Flash conjoncture France - En janvier, l’inflation s’établit à +0,3 % sur un an
En janvier 2026, l’inflation s’établit à +0,3 % sur un an (après +0,8 % en décembre) d’après l’estimation provisoire publiée par l’Insee mardi 3 février. Il s’agit du point d’inflation le plus bas depuis décembre 2020.
Une partie de cette baisse s’explique par un effet de base (hausse de +0,2 % sur un mois en janvier 2025) :
- En janvier 2025, les prix des « autres services » avaient augmenté de +0,8 % sur un mois, entrainés par la hausse exceptionnelle des prix des crèches (+7,5 % sur un mois) et, dans une moindre mesure, des prix des assurances, avec la hausse de la surprime CatNat (catastrophes naturelles). Par ailleurs, les prix des services de santé augmentaient de +2,4 % sur un mois, tirés par la revalorisation des consultations de médecine générale (passées de 27 € à 30 €). La revalorisation des actes de kinésithérapie en janvier 2026 aurait un effet plus limité sur les prix des services de santé que les revalorisations de l’an dernier.
- En janvier 2025, les prix des produits pétroliers avaient fortement augmenté (+2,8 % sur un mois), dans le sillage d’une hausse d’environ +7 % des cours du Brent. En janvier 2026, les cours du Brent ont également augmenté, mais de façon plus modérée que l’an dernier (+5 % sur le mois).
La forte baisse de l’inflation en janvier 2026 (−0,3 % sur un mois) s’explique cependant surtout par des facteurs saisonniers ponctuels en ce début d’année. En particulier, le repli des prix des produits manufacturés s’est nettement accentué sur un an, passant de −0,4 % sur un an en décembre à −1,2 % en janvier, ce qui s’explique par l’effet des soldes sur les produits d’habillement-chaussures (voir infra) et sur les « autres produits manufacturés ».
Empiriquement, la baisse saisonnière de l’habillement-chaussures observée en janvier dépend du nombre de jours de soldes inclus dans la collecte terrain de l’Insee.
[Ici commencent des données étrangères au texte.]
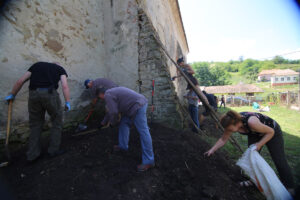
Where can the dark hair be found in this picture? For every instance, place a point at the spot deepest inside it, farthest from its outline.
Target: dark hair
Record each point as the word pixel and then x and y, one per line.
pixel 180 60
pixel 230 118
pixel 100 90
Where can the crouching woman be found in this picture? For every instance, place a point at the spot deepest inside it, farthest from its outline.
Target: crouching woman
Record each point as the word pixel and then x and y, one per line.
pixel 260 130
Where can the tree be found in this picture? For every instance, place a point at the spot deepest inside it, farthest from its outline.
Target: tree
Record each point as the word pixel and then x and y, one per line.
pixel 278 60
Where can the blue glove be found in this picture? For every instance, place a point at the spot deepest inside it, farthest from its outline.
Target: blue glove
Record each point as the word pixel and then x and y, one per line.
pixel 67 106
pixel 10 97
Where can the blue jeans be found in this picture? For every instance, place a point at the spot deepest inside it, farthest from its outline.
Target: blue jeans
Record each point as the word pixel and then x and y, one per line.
pixel 140 122
pixel 194 114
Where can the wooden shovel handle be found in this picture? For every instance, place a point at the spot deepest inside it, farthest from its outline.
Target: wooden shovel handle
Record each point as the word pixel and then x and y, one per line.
pixel 8 122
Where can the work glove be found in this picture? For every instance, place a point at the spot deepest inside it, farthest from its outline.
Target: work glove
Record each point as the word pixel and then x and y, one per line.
pixel 67 106
pixel 10 97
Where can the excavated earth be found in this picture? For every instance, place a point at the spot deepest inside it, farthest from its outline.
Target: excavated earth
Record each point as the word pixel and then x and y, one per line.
pixel 91 170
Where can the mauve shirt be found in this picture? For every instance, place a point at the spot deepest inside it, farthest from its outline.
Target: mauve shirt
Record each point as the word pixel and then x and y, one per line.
pixel 102 82
pixel 122 100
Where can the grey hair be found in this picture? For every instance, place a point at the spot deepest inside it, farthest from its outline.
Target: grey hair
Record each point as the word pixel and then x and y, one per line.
pixel 100 90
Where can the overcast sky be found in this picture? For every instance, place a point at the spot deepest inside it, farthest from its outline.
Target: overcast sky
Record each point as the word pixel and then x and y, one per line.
pixel 223 30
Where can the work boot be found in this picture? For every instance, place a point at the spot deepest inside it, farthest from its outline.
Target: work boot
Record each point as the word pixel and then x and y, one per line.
pixel 57 153
pixel 117 148
pixel 144 167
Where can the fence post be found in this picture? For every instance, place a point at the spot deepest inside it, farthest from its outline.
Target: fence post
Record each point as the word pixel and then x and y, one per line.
pixel 288 99
pixel 299 90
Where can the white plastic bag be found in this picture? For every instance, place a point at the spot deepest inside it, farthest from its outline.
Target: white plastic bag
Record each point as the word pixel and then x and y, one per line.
pixel 262 175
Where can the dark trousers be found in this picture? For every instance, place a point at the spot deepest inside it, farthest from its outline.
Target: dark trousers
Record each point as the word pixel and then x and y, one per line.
pixel 38 103
pixel 193 110
pixel 276 149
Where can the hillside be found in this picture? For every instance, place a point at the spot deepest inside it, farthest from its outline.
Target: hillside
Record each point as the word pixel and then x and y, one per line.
pixel 90 170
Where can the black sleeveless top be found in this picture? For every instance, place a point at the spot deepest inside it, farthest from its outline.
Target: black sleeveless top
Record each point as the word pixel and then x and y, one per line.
pixel 191 77
pixel 262 118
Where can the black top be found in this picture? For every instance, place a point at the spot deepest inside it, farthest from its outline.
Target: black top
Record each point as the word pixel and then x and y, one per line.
pixel 45 75
pixel 262 118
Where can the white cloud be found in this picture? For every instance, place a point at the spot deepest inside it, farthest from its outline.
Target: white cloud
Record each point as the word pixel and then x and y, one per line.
pixel 291 54
pixel 224 49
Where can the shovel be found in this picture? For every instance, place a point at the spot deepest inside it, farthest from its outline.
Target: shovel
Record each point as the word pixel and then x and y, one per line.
pixel 7 134
pixel 83 126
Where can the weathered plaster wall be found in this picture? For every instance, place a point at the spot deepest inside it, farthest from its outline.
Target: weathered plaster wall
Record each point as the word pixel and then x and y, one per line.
pixel 153 66
pixel 90 39
pixel 166 20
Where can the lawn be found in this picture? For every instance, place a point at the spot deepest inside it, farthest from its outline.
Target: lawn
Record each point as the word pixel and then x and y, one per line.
pixel 289 121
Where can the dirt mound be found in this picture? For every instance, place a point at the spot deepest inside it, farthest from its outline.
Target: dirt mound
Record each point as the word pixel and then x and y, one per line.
pixel 91 170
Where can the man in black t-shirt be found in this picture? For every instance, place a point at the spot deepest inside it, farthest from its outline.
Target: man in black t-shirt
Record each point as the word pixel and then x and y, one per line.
pixel 44 78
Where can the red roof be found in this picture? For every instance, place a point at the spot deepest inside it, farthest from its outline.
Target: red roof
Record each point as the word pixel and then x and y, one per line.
pixel 278 72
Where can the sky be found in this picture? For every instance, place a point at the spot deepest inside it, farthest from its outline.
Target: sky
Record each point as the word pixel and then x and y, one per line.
pixel 223 30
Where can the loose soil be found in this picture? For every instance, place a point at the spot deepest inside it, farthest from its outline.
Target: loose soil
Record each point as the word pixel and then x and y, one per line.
pixel 91 170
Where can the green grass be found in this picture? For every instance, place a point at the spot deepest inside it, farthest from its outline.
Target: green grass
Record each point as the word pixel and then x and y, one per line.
pixel 289 121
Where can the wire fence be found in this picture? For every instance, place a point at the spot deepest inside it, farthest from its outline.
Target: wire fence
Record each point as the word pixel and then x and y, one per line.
pixel 289 99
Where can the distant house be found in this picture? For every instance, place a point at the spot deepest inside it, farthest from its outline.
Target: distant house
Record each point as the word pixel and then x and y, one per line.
pixel 265 75
pixel 279 76
pixel 247 89
pixel 284 77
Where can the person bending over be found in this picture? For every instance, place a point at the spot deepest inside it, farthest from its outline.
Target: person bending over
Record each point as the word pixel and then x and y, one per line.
pixel 133 107
pixel 261 130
Depuis 2017, on observe une atténuation de la baisse mensuelle des prix de l’habillement-chaussures en janvier qui coïncide avec une diminution du nombre de jours de soldes dans la collecte de l’Insee. L’impact sur les prix d’un jour de soldes supplémentaire semble également s’être atténué : d’après nos estimations, la baisse des prix de l’habillement-chaussures associée à un jour de soldes collecté supplémentaire s’est réduite de moitié entre 2015 et 2025 (environ −0,5 pt par jour de soldes collecté en 2025 contre −1,0 pt en 2015). Cette année, la collecte IPC inclut 5 jours de soldes de plus qu’en 2025, ce qui amènerait la variation mensuelle de l’IPC habillement-chaussures autour de −10 % sous l’hypothèse d’un effet solde similaire à celui de 2025.
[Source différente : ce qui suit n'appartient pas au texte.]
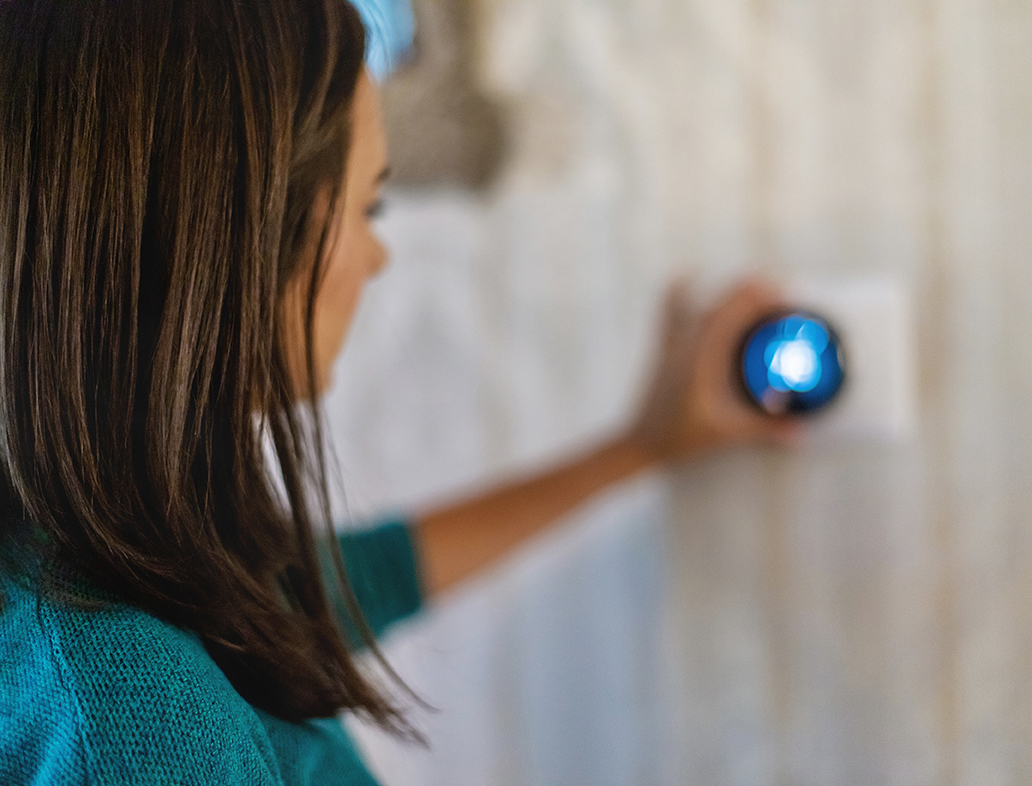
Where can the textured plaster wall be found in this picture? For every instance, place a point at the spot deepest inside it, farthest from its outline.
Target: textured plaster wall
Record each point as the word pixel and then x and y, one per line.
pixel 845 614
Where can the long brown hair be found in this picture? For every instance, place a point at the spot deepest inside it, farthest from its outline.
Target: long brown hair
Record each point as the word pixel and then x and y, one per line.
pixel 159 166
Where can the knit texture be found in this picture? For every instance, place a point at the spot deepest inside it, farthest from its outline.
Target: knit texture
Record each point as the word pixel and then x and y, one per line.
pixel 118 696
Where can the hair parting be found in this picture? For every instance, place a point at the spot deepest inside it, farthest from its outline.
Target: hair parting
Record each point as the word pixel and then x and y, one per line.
pixel 161 163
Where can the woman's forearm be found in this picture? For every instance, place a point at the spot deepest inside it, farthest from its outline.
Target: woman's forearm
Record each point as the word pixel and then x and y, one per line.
pixel 456 541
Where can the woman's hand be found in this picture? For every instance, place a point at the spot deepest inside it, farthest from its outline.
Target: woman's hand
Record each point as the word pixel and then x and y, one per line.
pixel 695 402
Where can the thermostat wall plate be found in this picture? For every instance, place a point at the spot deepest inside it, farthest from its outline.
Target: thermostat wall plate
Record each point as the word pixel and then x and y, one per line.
pixel 873 320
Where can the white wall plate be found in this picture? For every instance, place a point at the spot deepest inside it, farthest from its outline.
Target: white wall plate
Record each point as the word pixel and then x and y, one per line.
pixel 873 319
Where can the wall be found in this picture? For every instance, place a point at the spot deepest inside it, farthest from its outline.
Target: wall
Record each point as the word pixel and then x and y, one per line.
pixel 850 614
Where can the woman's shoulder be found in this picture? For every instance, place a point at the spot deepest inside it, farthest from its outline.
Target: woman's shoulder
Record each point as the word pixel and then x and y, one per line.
pixel 113 694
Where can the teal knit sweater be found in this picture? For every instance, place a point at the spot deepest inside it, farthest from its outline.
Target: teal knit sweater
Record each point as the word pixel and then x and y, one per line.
pixel 119 696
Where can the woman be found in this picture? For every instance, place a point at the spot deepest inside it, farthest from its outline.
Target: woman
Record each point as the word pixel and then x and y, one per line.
pixel 185 232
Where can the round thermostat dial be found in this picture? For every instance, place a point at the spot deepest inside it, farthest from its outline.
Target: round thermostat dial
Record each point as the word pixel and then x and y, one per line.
pixel 792 363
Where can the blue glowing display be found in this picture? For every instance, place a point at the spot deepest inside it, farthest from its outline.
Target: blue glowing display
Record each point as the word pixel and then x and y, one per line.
pixel 792 363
L’inflation en France se situe à un niveau nettement inférieur aux autres grandes économies de la zone euro en janvier 2026 : en termes d’IPCH, elle s’établit à +0,4 % sur un an en France, contre +1,0 % en Italie, +2,1 % en Allemagne et +2,5 % en Espagne. Cet écart, apparu dès février 2025, reflète l’ajustement avec retard des prix de l’électricité en France suite à la baisse des prix de gros, en raison de la règle d’indexation des tarifs réglementés. Il est aussi le résultat d’une inflation énergétique plus contenue au moment du choc inflationniste, qui s’est ainsi moins propagée aux autres composantes de l’inflation. On devrait toutefois observer un rebond de l’inflation en février 2026, tiré par un effet de base sur les prix de l’énergie et par un contre-coup de l’effet saisonnier des soldes sur les prix des produits manufacturés.